THE EQUATION OF STATE, AMORPHIZATION, AND HIGH-PRESSURE PHASE-DIAGRAM OF MUSCOVITE

The equation of state of (KAl3Si3O10(OH)(2)) muscovite has been measured to 20 GPa using X ray diffraction through the diamond anvil cell. The isothermal bulk modulus (K-0T) Of muscovite is 61.4 (+/-4.0) GPa with a pressure derivative of 6,9 (+/-1.4), in good agreement with Brillouin spectroscopic and shock wave measurements. Above 18 GPa at room temperature, muscovite loses its long-range crystalline order and amorphizes near 27 GPa The phase diagram of muscovite between 2 and 22 GPa at approximately 800 degrees C has been investigated using the laser-heated diamond anvil cell. Between 1.8 and 3.7 GPa, muscovite transforms into an assemblage containing KAlSi3O8-sanidine, Al2O3-corundum, H2O, and cymrite-structured KAlSi3O8.H2O, consistent with previous piston-cylinder studies.
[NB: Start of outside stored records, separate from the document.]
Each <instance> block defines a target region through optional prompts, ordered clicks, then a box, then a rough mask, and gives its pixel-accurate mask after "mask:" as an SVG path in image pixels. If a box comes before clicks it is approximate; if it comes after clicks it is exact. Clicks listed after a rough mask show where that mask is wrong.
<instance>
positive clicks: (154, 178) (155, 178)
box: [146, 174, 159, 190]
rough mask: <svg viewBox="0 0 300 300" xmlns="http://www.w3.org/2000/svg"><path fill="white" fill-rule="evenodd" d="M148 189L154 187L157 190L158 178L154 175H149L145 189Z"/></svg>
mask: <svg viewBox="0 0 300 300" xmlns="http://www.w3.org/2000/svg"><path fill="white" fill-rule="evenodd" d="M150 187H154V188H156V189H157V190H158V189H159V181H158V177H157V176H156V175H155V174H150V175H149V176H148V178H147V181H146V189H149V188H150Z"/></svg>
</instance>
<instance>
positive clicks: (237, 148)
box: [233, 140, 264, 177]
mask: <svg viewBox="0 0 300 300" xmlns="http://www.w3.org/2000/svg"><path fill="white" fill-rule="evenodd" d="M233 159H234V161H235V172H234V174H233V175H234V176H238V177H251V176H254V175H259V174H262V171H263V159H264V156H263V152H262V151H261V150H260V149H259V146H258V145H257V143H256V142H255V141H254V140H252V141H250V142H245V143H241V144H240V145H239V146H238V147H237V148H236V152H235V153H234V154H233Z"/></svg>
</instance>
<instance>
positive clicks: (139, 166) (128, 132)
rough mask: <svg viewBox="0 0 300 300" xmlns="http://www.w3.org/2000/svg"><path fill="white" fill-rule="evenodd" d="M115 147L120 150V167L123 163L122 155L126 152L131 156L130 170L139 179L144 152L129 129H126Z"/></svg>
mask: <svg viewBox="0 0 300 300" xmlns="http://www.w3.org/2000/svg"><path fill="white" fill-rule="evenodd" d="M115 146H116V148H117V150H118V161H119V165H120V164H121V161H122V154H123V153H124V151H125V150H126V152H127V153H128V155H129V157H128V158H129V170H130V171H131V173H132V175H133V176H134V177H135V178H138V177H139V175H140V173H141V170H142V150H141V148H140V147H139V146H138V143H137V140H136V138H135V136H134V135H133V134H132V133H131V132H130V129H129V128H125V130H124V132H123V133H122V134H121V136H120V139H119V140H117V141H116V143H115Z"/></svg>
The K-cymrite phase appears to persist metastably to greater than 10 GPa Between 3.7 and 4.0 GPa, muscovite breaks down to wadeite-structured K2Si4O9, Al2SiO5-kyanite, Al2O3-corundum, and H2O, and between 10.9 and 12.0 GPa, muscovite transforms to an assemblage containing hollandite-structured KAlSi3O8, Al2O3-corundum, and H2O: this assemblage remains stable to at least 21 GPa. In accord with previous work on granitic and K-feldspar-phlogopite systems our results indicate that muscovite may transform into the hydrous phase K-cymrite under deep crustal PT conditions.